My daughter's father found out just a day or two after I did. Oddly enough, he guessed what I needed to talk to him about. During my pregnancy, he came back around, we played house. But again, I ended up being the only one who tried. I was the only one who would work and sacrifice my own happiness for a family for my daughter. I should have walked away when I realized how much I was giving and how unhappy I was. I made excuse after excuse "Dad's don't become fathers until they see their child." I was cheated on during the majority of my pregnancy and it became something that he stopped feeling the need to hide.He walked away just weeks before I gave birth and I thought  my entire world was falling a part and I was going through the deepest kind of heartache.

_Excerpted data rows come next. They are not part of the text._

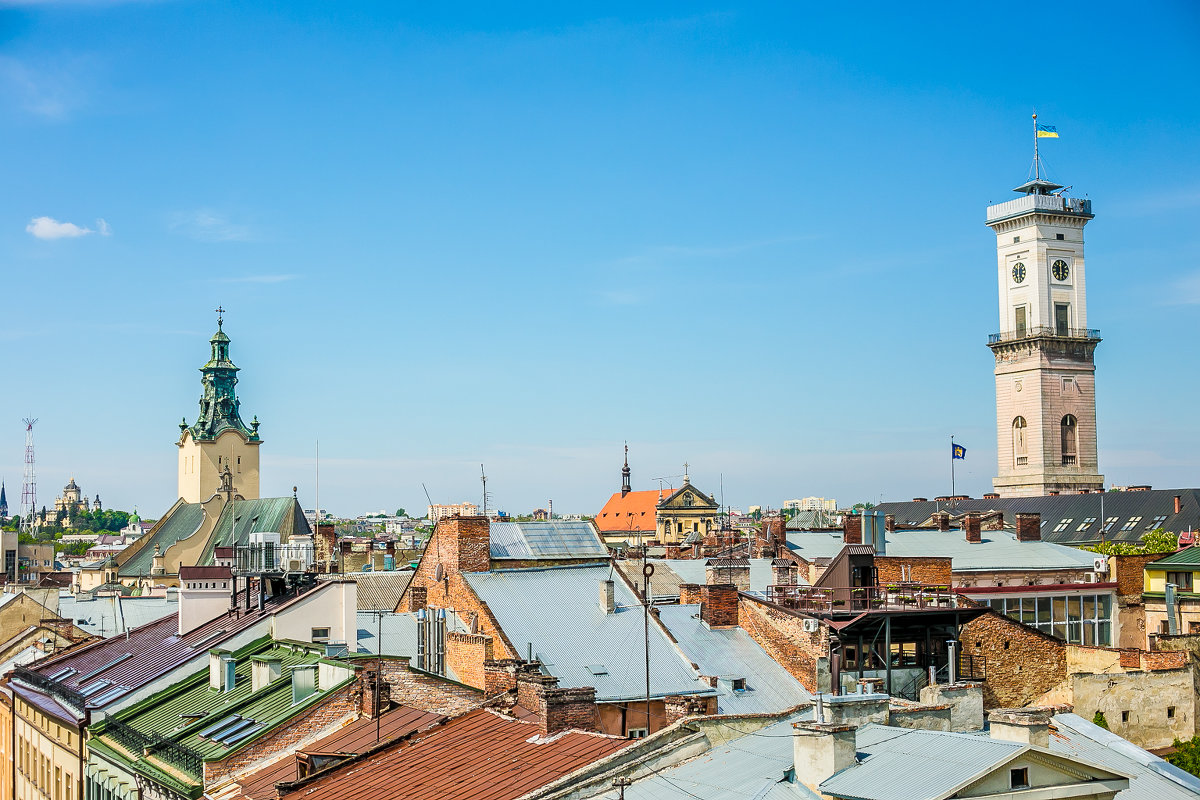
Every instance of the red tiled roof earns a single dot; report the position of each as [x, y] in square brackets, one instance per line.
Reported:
[630, 513]
[354, 738]
[480, 756]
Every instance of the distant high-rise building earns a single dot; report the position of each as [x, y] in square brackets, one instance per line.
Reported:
[1045, 371]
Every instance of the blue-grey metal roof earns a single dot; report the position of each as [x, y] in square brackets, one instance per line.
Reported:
[1097, 506]
[997, 551]
[748, 768]
[729, 654]
[693, 571]
[1152, 779]
[546, 540]
[556, 613]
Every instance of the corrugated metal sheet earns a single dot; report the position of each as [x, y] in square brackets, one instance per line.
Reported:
[997, 551]
[1152, 777]
[1078, 509]
[556, 612]
[546, 540]
[901, 764]
[180, 523]
[729, 654]
[480, 756]
[748, 767]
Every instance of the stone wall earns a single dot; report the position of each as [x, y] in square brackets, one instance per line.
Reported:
[1020, 663]
[931, 570]
[804, 655]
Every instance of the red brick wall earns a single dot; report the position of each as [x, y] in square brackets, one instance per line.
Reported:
[720, 605]
[466, 654]
[784, 638]
[1020, 663]
[931, 570]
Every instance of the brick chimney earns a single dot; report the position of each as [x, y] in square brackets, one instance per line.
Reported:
[466, 543]
[1029, 528]
[719, 605]
[1029, 726]
[852, 529]
[557, 709]
[973, 527]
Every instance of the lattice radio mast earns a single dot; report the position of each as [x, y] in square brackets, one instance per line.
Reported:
[29, 488]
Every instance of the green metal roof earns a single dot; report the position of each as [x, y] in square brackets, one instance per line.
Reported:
[239, 519]
[1187, 557]
[179, 523]
[191, 708]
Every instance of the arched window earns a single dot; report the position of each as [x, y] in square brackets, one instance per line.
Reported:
[1020, 445]
[1068, 439]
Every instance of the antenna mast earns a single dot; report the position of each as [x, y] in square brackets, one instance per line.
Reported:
[29, 488]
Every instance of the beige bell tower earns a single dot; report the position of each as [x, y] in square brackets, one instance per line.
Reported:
[1045, 371]
[220, 439]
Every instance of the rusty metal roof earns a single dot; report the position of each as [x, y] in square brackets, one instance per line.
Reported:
[481, 756]
[355, 738]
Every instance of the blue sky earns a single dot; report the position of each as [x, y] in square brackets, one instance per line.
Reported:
[749, 238]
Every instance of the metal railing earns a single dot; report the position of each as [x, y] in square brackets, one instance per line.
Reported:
[833, 600]
[1042, 331]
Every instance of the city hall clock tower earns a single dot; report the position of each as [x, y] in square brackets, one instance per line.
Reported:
[1045, 368]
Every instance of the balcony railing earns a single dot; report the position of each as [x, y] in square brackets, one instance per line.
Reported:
[834, 600]
[1045, 330]
[1039, 203]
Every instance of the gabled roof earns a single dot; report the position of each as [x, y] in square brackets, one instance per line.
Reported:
[180, 522]
[1078, 509]
[353, 739]
[731, 654]
[545, 540]
[556, 612]
[631, 513]
[447, 762]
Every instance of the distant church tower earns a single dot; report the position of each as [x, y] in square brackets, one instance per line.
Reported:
[1045, 371]
[220, 439]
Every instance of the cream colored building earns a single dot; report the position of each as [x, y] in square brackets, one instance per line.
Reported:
[219, 439]
[1045, 371]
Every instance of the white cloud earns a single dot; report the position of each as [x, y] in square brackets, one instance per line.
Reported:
[51, 228]
[205, 224]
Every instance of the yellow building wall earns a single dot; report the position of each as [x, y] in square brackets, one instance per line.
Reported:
[48, 753]
[201, 464]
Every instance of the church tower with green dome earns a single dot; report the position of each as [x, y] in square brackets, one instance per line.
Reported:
[219, 440]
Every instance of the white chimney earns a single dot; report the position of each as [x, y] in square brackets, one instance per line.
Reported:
[821, 751]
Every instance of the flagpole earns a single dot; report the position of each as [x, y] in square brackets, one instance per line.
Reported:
[953, 501]
[1037, 161]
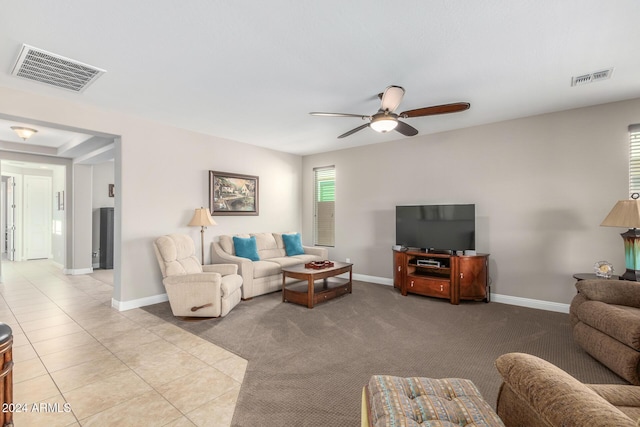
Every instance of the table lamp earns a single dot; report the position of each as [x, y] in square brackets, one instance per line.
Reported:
[202, 218]
[626, 213]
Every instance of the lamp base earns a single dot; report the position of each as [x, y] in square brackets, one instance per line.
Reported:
[632, 254]
[633, 275]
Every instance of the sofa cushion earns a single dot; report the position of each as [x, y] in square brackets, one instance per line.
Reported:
[293, 244]
[265, 268]
[267, 246]
[226, 243]
[619, 322]
[229, 284]
[285, 261]
[246, 247]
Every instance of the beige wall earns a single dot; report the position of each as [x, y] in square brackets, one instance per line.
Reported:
[541, 186]
[161, 176]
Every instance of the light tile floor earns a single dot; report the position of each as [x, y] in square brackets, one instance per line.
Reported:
[103, 367]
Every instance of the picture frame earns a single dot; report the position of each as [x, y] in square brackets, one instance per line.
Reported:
[233, 194]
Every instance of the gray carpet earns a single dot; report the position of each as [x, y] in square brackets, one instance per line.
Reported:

Three and a half months later, I can say it wasn't the deepest heartache and he wasn't my entire world. I discovered that I'm stronger than I ever thought. People often say "Your kids will give you strength". This is so true, but I'm proud to say I found my strength and worth before my daughter was born. I fought for my joy, peace, and strength before she came. Just days before she entered this world, I became more of who I was before. My sadness became acceptance. My anger became determination. My self doubt became positive affirmations. My broken self esteem was healed by the words God uses to describe me as His child.

In those days leading to her arrival, I prayed for the first time in a long time, for my daughter and for her father. I would rub my stomach each night, calming her active kicking, and pray for them until I fell asleep. That's when I realized that when you go to God with a heart of prayer and a heart of forgiveness, the person your praying for isn't the only one who receives those anointed words. You do.

A year ago today, one of the hardest journeys began. It's a journey I will continue to walk until my last day on earth. It's dasy like today or even just a couple days ago (Father's Day) where some old feelings creep into my head. Most couples have such a happy memory finding out they are pregnant. Most couples celebrate it on the one year anniversary. But it's just me. It's me and Laurel. So instead of feeling sadness that I'm missing out on something; I will celebrate it. Because it was the day I became a mother. It was the day that I began to put someone else's needs in front of mine. It was the day I fell in love. It was the day my entire world formed. The day that created what can be my deepest heart break. If I were to lose the privilege of being Laurel's mother and seeing her grow every single day, that would be my entire world crashing down and the deepest heart break.

A good friend just asked "Overall, are you happy you got pregnant?"

I smiled. My heart skipped a beat and I replied, "Yes, I would go through the heartbreak and sadness a thousand times to have Laurel."

My daughter was wanted, she was loved from this day a year ago. Today, I celebrate my body and God's presence in my life to make every choice I've made.